1) Default sort doesn't work for numbers. Which option would you use to get the expected output shown below?
$ printf '100\n10\n20\n3000\n2.45\n' | sort ##### add your solution here
2.45
10
20
100
3000
2) Which sort option will help you ignore case? LC_ALL=C is used here to avoid differences due to locale.
$ printf 'Super\nover\nRUNE\ntea\n' | LC_ALL=C sort ##### add your solution here
over
RUNE
Super
tea
3) The -n option doesn't work for all sorts of numbers. Which sort option would you use to get the expected output shown below?
# wrong output
$ printf '+120\n-1.53\n3.14e+4\n42.1e-2' | sort -n
-1.53
+120
3.14e+4
42.1e-2
# expected output
$ printf '+120\n-1.53\n3.14e+4\n42.1e-2' | sort ##### add your solution here
-1.53
42.1e-2
+120
3.14e+4
4) What do the -V and -h options do?
5) Is there a difference between shuf and sort -R?
6) Sort the scores.csv file numerically in ascending order using the contents of the second field. Header line should be preserved as the first line as shown below.
$ cat scores.csv
Name,Maths,Physics,Chemistry
Ith,100,100,100
Cy,97,98,95
Lin,78,83,80
##### add your solution here
Name,Maths,Physics,Chemistry
Lin,78,83,80
Cy,97,98,95
Ith,100,100,100
7) Sort the contents of duplicates.csv by the fourth column numbers in descending order. Retain only the first copy of lines with the same number.
$ cat duplicates.csv
brown,toy,bread,42
dark red,ruby,rose,111
blue,ruby,water,333
dark red,sky,rose,555
yellow,toy,flower,333
white,sky,bread,111
light red,purse,rose,333
##### add your solution here
dark red,sky,rose,555
blue,ruby,water,333
dark red,ruby,rose,111
brown,toy,bread,42
8) Sort the contents of duplicates.csv by the third column item. Use the fourth column numbers as the tie-breaker.

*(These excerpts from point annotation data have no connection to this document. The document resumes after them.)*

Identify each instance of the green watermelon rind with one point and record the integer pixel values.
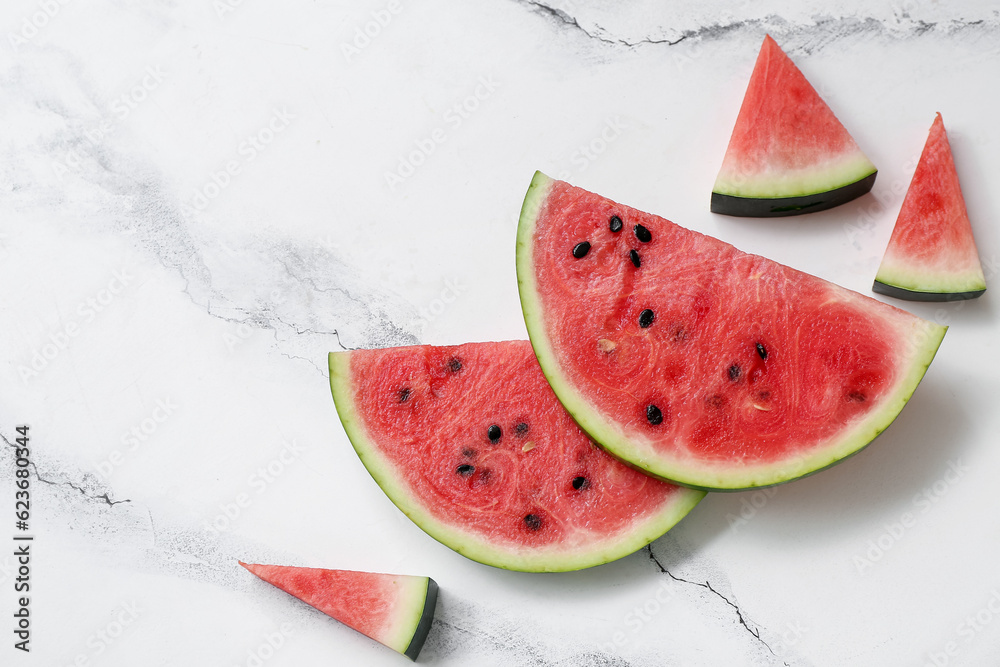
(418, 634)
(784, 205)
(917, 285)
(924, 346)
(413, 609)
(844, 171)
(470, 545)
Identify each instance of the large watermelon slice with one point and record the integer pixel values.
(788, 153)
(470, 442)
(699, 363)
(932, 254)
(395, 610)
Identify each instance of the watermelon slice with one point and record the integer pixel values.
(932, 255)
(393, 609)
(696, 362)
(470, 442)
(788, 153)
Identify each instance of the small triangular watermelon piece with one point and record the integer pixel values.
(932, 254)
(788, 153)
(393, 609)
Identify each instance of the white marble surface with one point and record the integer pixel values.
(166, 323)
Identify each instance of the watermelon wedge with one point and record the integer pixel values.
(696, 362)
(470, 443)
(932, 254)
(788, 153)
(393, 609)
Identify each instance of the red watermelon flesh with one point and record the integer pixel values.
(470, 442)
(395, 610)
(788, 153)
(699, 363)
(932, 254)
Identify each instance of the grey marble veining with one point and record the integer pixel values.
(199, 200)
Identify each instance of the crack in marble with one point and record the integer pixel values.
(771, 23)
(103, 496)
(754, 632)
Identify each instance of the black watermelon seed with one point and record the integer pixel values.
(653, 415)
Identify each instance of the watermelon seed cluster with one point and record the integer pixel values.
(654, 415)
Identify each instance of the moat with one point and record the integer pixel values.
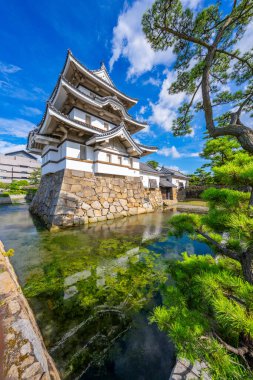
(93, 288)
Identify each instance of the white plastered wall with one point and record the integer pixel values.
(178, 181)
(79, 115)
(67, 156)
(146, 177)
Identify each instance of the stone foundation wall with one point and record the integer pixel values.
(71, 197)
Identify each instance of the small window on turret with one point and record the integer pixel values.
(88, 119)
(83, 152)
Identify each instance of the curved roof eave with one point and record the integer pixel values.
(114, 133)
(53, 112)
(89, 73)
(97, 102)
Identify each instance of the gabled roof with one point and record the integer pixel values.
(120, 132)
(166, 183)
(95, 76)
(97, 101)
(147, 168)
(21, 153)
(164, 170)
(103, 74)
(52, 112)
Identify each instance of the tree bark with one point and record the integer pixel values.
(251, 197)
(247, 264)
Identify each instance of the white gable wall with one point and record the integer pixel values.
(146, 177)
(79, 115)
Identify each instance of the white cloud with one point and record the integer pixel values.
(6, 68)
(153, 81)
(143, 109)
(246, 42)
(174, 153)
(6, 147)
(169, 152)
(129, 42)
(30, 111)
(15, 127)
(164, 111)
(137, 140)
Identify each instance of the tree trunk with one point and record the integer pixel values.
(247, 265)
(251, 197)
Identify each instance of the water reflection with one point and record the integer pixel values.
(91, 289)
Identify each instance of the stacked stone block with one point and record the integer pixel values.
(71, 197)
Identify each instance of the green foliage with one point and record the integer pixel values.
(3, 185)
(208, 303)
(207, 37)
(225, 198)
(200, 178)
(238, 171)
(220, 151)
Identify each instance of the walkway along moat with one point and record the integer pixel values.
(92, 288)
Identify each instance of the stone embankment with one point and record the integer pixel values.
(24, 353)
(71, 197)
(184, 370)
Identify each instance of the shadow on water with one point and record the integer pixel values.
(92, 289)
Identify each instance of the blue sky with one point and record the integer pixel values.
(34, 39)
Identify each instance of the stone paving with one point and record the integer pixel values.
(24, 353)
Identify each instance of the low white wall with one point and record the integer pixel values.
(146, 177)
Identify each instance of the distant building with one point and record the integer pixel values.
(177, 178)
(17, 165)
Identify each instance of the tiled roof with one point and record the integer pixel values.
(94, 75)
(146, 168)
(165, 170)
(166, 183)
(49, 105)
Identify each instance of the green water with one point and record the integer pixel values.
(92, 289)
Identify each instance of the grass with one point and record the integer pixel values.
(193, 202)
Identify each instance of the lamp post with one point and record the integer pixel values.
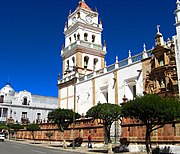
(74, 84)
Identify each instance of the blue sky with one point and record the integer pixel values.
(31, 36)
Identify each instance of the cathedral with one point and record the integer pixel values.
(87, 81)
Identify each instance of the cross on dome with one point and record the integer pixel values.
(178, 4)
(82, 4)
(158, 28)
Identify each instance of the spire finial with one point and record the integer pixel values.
(116, 59)
(129, 53)
(178, 4)
(158, 28)
(144, 47)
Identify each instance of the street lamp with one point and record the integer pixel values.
(74, 80)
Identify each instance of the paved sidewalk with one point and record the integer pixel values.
(56, 145)
(82, 149)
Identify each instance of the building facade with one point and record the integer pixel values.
(23, 107)
(86, 80)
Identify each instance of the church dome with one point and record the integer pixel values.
(7, 90)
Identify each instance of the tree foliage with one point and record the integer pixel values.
(15, 127)
(63, 118)
(33, 128)
(107, 113)
(153, 112)
(3, 126)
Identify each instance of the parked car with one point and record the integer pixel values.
(2, 137)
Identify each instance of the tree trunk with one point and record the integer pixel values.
(107, 134)
(64, 141)
(148, 140)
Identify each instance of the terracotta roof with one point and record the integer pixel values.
(82, 4)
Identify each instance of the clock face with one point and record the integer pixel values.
(88, 19)
(73, 20)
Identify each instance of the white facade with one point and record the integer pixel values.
(24, 107)
(81, 89)
(83, 47)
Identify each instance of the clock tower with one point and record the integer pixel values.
(177, 41)
(82, 52)
(83, 41)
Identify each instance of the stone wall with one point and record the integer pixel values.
(135, 133)
(81, 129)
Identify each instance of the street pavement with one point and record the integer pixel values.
(27, 147)
(15, 147)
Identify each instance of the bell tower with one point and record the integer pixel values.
(177, 41)
(83, 41)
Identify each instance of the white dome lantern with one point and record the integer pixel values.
(7, 90)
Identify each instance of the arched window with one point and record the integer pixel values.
(78, 36)
(73, 60)
(67, 63)
(75, 37)
(24, 101)
(85, 36)
(95, 62)
(86, 59)
(93, 38)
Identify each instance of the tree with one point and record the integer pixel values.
(49, 135)
(153, 112)
(33, 128)
(16, 128)
(63, 118)
(3, 126)
(107, 113)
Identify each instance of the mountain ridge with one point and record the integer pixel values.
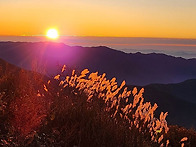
(135, 68)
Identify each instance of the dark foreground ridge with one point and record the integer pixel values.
(79, 109)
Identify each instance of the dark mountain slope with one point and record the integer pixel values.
(139, 69)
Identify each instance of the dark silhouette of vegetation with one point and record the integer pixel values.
(73, 109)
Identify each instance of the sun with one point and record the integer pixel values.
(52, 34)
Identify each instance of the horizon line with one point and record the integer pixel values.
(100, 36)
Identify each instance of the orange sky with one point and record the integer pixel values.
(123, 18)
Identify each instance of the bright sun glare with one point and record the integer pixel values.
(52, 34)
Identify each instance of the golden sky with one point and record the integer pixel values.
(122, 18)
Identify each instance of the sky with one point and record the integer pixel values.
(117, 18)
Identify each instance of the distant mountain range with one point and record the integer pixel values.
(136, 69)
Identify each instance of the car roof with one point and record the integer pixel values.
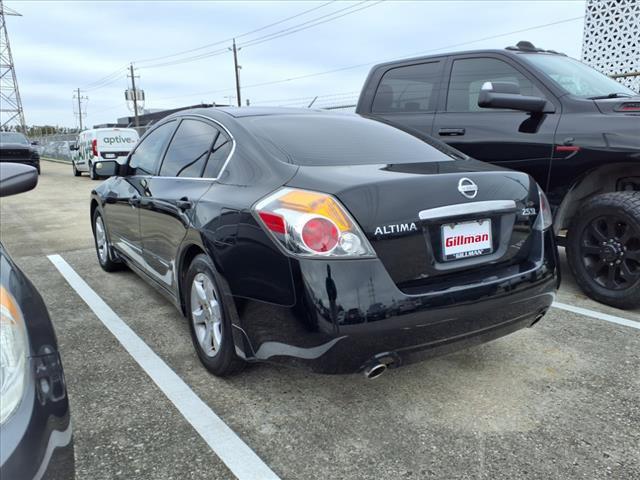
(225, 114)
(509, 51)
(238, 112)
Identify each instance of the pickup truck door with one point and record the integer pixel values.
(508, 138)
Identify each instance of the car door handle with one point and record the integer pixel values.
(451, 132)
(184, 204)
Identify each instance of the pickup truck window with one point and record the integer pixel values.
(407, 89)
(469, 74)
(577, 78)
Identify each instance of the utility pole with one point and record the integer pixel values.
(80, 98)
(135, 95)
(237, 68)
(11, 112)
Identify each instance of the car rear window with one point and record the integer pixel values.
(320, 140)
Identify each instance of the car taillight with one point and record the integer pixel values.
(311, 224)
(545, 217)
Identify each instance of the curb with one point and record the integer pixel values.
(66, 162)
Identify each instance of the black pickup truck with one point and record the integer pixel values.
(574, 130)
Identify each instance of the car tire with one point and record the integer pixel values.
(209, 321)
(603, 248)
(101, 242)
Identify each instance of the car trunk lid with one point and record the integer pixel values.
(423, 227)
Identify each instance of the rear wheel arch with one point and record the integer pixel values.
(94, 206)
(604, 179)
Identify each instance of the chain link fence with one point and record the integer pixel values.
(55, 145)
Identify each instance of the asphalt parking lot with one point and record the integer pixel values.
(560, 400)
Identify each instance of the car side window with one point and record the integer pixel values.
(189, 149)
(469, 74)
(145, 157)
(408, 89)
(219, 155)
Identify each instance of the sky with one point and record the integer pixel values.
(60, 46)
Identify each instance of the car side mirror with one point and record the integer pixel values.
(16, 178)
(107, 168)
(507, 95)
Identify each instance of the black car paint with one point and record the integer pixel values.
(20, 153)
(296, 310)
(37, 438)
(559, 148)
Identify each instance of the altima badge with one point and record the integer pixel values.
(400, 228)
(467, 187)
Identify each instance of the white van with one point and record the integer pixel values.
(102, 143)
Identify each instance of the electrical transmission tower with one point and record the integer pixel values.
(11, 113)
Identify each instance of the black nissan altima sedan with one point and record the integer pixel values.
(325, 240)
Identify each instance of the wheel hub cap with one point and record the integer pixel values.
(101, 240)
(206, 314)
(610, 251)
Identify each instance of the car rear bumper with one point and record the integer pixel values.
(348, 314)
(37, 440)
(25, 161)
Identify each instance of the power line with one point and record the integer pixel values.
(301, 99)
(226, 40)
(359, 65)
(294, 29)
(103, 79)
(271, 36)
(106, 84)
(179, 61)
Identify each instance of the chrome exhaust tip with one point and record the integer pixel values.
(374, 370)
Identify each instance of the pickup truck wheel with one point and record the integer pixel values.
(103, 248)
(603, 248)
(208, 319)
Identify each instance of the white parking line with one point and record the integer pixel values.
(598, 315)
(236, 455)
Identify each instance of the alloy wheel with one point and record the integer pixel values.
(610, 251)
(206, 314)
(101, 240)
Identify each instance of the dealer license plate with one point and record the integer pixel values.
(467, 239)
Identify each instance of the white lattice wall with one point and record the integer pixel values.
(611, 42)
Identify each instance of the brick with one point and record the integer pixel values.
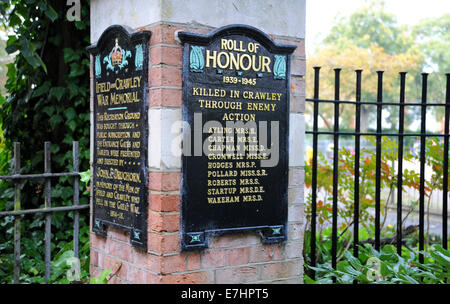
(94, 258)
(118, 268)
(296, 177)
(295, 195)
(163, 76)
(117, 280)
(238, 256)
(164, 202)
(166, 55)
(213, 258)
(245, 274)
(165, 97)
(295, 231)
(139, 257)
(187, 278)
(297, 85)
(164, 222)
(118, 234)
(277, 270)
(297, 103)
(193, 261)
(119, 249)
(94, 271)
(173, 263)
(234, 240)
(164, 34)
(164, 181)
(298, 67)
(137, 275)
(295, 213)
(164, 243)
(98, 242)
(299, 51)
(265, 253)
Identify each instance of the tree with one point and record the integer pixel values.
(369, 39)
(47, 99)
(433, 36)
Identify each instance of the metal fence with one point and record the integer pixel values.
(48, 209)
(378, 134)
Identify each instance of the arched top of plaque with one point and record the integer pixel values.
(118, 30)
(237, 29)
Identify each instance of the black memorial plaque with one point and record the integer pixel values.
(235, 89)
(120, 179)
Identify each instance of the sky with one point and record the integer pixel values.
(320, 14)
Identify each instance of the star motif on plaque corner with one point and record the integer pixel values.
(276, 230)
(195, 238)
(137, 235)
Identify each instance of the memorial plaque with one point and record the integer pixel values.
(120, 179)
(236, 83)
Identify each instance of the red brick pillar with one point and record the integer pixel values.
(235, 258)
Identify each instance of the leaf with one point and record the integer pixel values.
(57, 92)
(51, 13)
(41, 90)
(55, 120)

##### add your solution here
brown,toy,bread,42
white,sky,bread,111
yellow,toy,flower,333
dark red,ruby,rose,111
light red,purse,rose,333
dark red,sky,rose,555
blue,ruby,water,333
9) What does the -s option provide?
10) Sort the given input based on the numbers inside the brackets.
$ printf '(-3.14)\n[45]\n(12.5)\n{14093}' | ##### add your solution here
(-3.14)
(12.5)
[45]
{14093}
11) What do the -c, -C and -m options do?